The concept for measures such as digital twins of physical production assets and smart supply chains have existed in principle for much longer but the increase in processing power over the past decade has made them far more feasible.

Those steps, along with increases in intellectual property stored in the cloud  and the use of artificial intelligence in developing new materials, have made businesses far more agile, but the flipside of those advances is the increase in accessibility points for malicious actors to steal or tamper with assets or lock them down until a ransom is paid.

Home working and measures to increase customer responsiveness by allowing direct orders from specific plants all add to a situation where investment in cybersecurity needs to run in tandem with the increasing digitalisation of the sector.

“The reality is when you have a central workforce and now it’s distributed across hotspots and home networks, your attack surface increases dramatically, and you have an increase of threat actors taking advantage of a very bad situation, which is a terrible cybersecurity storm,” Guinn said.

“There are various reports of proxies with nefarious nation states that try to raise money via ransomware attack. However the vast majority is organised crime or organised criminals that are trying to exfiltrate money in the midst of a global pandemic,” he added.

BUDGET CUTS
The increase in cyber attacks comes at a point when managers are having to weigh up what qualifies as essential spending amid pressure to cut costs across organisations to shore up reserves in the face of the pandemic and ensuing downturn.

Numerous companies across the sector have announced plans to cut costs by double-digit percentages this year and to accelerate efficiency programmes to increase resilience and drive profitability amid weak margins.

Spending cuts at those levels result in painful judgement calls on where the axe can fall, particularly as the current economic collapse differs from the 2008-9 financial crisis in that companies are facing substantial disruption after what had already been a series of lean years, instead of the goldrush years early in the new millennium.

While petrochemicals demand is expected to be more resilient than for many sectors, aside from firms with significant exposures to the most damaged end markets such as automotive and aerospace, the fact that efficiencies have been used as a driver of profitability in the face of sluggish economic growth means there is much less fat to cut.

The International Energy Agency (IEA) recently made this point about the oil and gas sector, where cuts made during the 2014 oil price crash mean that the latest round of belt-tightening is going to have a substantial impact on operations, to the point where supply could be constrained five years into the future by decisions made today.

Similar effects could be seen in the chemical sector, where projected long periods of oversupply into the future, potentially exacerbated by the pandemic, have led to pauses on greenfield construction work.
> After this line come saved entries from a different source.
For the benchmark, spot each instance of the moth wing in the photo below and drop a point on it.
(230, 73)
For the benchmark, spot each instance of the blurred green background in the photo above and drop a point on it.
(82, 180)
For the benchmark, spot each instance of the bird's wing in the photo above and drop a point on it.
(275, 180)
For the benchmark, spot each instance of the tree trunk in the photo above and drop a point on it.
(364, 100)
These projects have a long tail, and such decisions could lead to shortages in future in the event of significant unexpected shifts in supply or demand.

Amid the brutal calculus of these spending cut decisions, it could be tempting to reduce the focus on expensive preventative measures where the benefit is not immediately tangible, but the potential impact of a successful attack means that firms should be wary, according to Harnick.
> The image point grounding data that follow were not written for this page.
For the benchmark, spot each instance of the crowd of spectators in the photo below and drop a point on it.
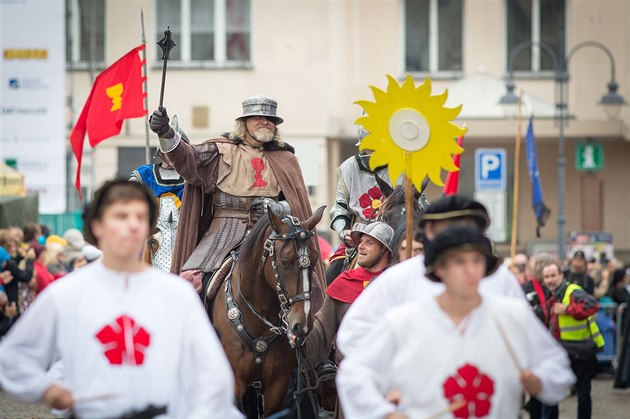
(30, 259)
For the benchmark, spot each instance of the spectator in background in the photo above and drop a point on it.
(618, 291)
(8, 313)
(519, 267)
(31, 232)
(9, 247)
(43, 277)
(400, 244)
(90, 253)
(76, 243)
(54, 255)
(622, 372)
(537, 295)
(577, 273)
(570, 311)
“One of the things we’re saying to business”, he said, “and particularly to chemicals and oil and gas businesses where production is critical, is: yes, maybe look to reduce spending, but unless you absolutely have to, it would be very risky to reduce your cybersecurity spending.”

“Companies that I do know that have had an incident in the past have not slowed down their cyber activities in their plants because they have experienced the worst part of it,” added Guinn.

While armouring company assets against cyberattacks can be expensive and complex, often the key vulnerability can be as simple as an employee being taken in by a malicious email, and bolstering understanding of the risks and how to avoid them can be as important as a firewall.

“There are two things that companies need to double down on right now. They need to educate and potentially restrict external emails if they are not from a verified source. Educate and restrict,” said Guinn.